Бергер кивнул.
— А если даже мне всю жизнь придется инвалидом небо коптить после того, как я отсюда выйду… Все равно…
Огромная молния разом распорола небо, а немного погодя издали проурчал долгий глухой раскат грома.
— Может, все-таки зайдем в барак? — спросил пятьсот девятый. — Потихонечку можешь встать или поползешь?
Гроза разразилась часов в одиннадцать. Молнии озаряли небо, и казалось, мертвенный лунный ландшафт разрушенного города с его кратерами и нагромождениями руин то и дело вздрагивает от ударов грома. Бергер крепко спал. Пятьсот девятый сидел на пороге своего родного двадцать второго барака. Теперь, после того как Левинский устранил Хандке, ему снова открыт сюда доступ. Он крепче прижал к груди револьвер и патроны, которые прятал под робой. Побоялся, что в ливень они в дыре под нарами намокнут и еще, чего доброго, придут в негодность.
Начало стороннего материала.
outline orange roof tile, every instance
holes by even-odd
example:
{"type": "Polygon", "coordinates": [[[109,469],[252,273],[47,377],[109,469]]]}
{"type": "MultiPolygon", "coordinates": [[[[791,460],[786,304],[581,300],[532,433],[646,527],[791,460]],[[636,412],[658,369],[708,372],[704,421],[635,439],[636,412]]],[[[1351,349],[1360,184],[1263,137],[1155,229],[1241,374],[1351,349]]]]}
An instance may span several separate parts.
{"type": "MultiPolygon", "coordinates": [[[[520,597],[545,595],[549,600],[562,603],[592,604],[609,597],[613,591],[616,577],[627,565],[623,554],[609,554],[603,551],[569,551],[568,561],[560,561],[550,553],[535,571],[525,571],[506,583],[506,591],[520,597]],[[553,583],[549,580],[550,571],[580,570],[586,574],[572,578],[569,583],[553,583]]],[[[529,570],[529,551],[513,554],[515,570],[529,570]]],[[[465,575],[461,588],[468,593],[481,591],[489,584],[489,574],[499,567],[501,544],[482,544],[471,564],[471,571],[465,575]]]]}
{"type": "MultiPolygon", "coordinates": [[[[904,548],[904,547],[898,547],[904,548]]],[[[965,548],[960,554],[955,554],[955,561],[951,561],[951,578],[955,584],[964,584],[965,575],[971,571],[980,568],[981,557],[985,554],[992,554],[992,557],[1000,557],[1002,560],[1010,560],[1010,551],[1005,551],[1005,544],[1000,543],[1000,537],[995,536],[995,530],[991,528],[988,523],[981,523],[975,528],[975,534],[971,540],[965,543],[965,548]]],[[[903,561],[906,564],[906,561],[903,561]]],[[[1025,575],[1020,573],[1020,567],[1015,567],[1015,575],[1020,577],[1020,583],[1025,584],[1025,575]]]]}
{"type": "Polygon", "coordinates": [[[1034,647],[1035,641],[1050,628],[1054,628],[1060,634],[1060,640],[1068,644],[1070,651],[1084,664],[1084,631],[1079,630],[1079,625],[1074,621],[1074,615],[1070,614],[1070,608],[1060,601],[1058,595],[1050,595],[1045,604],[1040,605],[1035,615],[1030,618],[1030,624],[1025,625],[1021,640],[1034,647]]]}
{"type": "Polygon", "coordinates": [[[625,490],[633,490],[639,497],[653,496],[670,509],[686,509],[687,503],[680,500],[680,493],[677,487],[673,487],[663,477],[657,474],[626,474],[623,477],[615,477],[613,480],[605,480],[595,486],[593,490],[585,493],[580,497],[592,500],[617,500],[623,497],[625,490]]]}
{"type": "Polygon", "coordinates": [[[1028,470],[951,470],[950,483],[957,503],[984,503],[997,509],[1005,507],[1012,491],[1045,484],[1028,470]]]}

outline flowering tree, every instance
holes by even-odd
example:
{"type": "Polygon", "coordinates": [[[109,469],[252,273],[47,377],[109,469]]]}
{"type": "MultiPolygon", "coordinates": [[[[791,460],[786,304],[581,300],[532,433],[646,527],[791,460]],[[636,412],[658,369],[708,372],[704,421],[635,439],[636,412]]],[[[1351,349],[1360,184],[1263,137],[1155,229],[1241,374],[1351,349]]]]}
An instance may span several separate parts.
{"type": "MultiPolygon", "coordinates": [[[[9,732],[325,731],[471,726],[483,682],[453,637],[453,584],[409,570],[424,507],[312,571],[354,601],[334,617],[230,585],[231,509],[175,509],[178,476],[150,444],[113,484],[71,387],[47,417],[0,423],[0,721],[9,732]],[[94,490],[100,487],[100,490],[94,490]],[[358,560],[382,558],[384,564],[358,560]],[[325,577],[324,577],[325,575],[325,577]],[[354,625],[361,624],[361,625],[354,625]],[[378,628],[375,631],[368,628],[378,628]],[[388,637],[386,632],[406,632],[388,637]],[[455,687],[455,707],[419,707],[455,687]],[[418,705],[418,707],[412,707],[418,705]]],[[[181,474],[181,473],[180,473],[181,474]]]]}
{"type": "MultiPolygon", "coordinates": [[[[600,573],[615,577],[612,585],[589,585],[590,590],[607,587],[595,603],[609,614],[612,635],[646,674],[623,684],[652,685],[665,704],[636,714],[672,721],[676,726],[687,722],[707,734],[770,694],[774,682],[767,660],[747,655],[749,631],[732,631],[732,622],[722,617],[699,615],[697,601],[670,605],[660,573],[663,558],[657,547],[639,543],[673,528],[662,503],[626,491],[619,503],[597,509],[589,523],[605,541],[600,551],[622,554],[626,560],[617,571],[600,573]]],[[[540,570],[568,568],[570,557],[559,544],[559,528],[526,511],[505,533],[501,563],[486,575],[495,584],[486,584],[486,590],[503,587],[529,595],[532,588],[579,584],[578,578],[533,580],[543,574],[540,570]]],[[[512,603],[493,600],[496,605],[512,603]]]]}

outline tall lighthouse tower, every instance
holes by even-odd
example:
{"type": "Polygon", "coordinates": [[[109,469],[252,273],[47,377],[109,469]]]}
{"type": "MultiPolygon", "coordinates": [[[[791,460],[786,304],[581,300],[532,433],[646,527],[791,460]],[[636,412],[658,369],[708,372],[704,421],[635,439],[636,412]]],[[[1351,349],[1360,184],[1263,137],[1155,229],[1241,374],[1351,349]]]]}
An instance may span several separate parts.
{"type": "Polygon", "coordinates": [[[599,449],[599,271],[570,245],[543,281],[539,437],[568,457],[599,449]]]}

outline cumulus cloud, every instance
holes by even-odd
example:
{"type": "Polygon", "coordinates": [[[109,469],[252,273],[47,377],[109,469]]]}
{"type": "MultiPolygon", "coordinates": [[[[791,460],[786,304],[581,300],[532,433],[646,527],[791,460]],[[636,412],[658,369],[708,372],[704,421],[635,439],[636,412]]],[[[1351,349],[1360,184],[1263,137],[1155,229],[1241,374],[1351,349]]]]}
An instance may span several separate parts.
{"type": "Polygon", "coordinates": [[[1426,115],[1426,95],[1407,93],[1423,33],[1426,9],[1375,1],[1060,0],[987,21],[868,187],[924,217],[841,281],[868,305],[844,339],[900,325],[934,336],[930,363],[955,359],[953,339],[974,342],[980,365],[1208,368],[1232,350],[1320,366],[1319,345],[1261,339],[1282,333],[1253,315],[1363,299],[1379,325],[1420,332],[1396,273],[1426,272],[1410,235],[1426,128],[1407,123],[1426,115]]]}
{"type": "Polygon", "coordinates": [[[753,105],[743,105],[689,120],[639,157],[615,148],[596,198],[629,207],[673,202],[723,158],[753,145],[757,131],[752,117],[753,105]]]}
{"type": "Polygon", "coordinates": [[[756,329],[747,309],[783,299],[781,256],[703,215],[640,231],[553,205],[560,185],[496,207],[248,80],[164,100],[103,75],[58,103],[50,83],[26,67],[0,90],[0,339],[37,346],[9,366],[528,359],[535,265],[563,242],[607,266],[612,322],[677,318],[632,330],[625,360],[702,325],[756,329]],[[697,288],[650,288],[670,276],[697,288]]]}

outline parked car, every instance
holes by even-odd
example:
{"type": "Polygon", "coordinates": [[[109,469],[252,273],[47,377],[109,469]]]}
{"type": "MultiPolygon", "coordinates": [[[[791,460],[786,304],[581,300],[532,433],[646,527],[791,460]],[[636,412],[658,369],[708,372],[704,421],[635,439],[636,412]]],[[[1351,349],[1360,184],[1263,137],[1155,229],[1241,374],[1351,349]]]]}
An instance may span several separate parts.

Но дождь в эту ночь шел лениво. Гроза все тянулась и тянулась без конца, она делилась на части, так что какое-то время в небе буйствовало сразу несколько гроз, от горизонта до горизонта меча друг в дружку кинжалы молний. «Две недели!» — думал пятьсот девятый, глядя, как в грозовых всполохах высвечивается и меркнет за колючей проволокой пустынный полуночный ландшафт. Казалось, это вспыхивают и гаснут картины совсем иной жизни, которая в последнее время незаметно подступала к нему все ближе, медленно вырастая на нейтральной полосе отчуждения, полосе безнадежности, и вот уже она по-хозяйски расположилась у самой ограды, чуть не цепляясь за колючую проволоку, расположилась и ждет, обдавая запахами дождя и полей, разрушения и пожара, но и запахами произрастания, леса, первой весенней муравы. Он чувствовал, как молнии пронзают его насквозь и освещают эту жизнь, но вместе с тем с каждой новой вспышкой в нем начинают брезжить образы безвозвратно утерянного прошлого, смутные, блеклые, почти невнятные и недостижимые. Этой теплой ночью его пробирал озноб. Он почти не ощущал в себе той уверенности, которую так старался внушить Бергеру. Конечно, кое-что он помнит, и даже, как ему казалось, довольно много, и это живые воспоминания, но достаточно ли этого после стольких лет здесь, он не знает. Слишком много смерти пролегло между прежде и теперь. Одно только он знал точно: жить — это значит вырваться из лагеря, но там, после, все становилось неясным, огромным, зыбким, и провидеть эту будущность он не мог. Левинский — тот может, но он мыслит как партиец. Партия его поддержит, а ему больше ничего и не надо. «Так что же это? — думал он. — Что же это такое вопиет во мне, что еще, помимо самого примитивного желания выжить? Месть? Да нет, от одной мести проку мало. Месть — это по другому, мрачному счету, который, конечно, тоже придется уладить, но потом-то что, что потом?» Он почувствовал, как по лицу его стекают теплые капли дождя, словно слезы, возникшие сами собой, ниоткуда. А откуда им взяться, слезам? За столько лет все выгорело, выкипело, иссохло. Лишь изредка безмолвная надсада, умаление чего-то, что и прежде казалось ничтожным, — вот и все, чем обнаруживала себя душа, давая знать, что она еще способна на утраты. Это как столбик термометра, давно застывший на точке замерзания всех чувств, а о том, что стужа еще злей, узнаешь только по отпадению омертвелых конечностей — пальца, ступни, и все это уже почти без боли.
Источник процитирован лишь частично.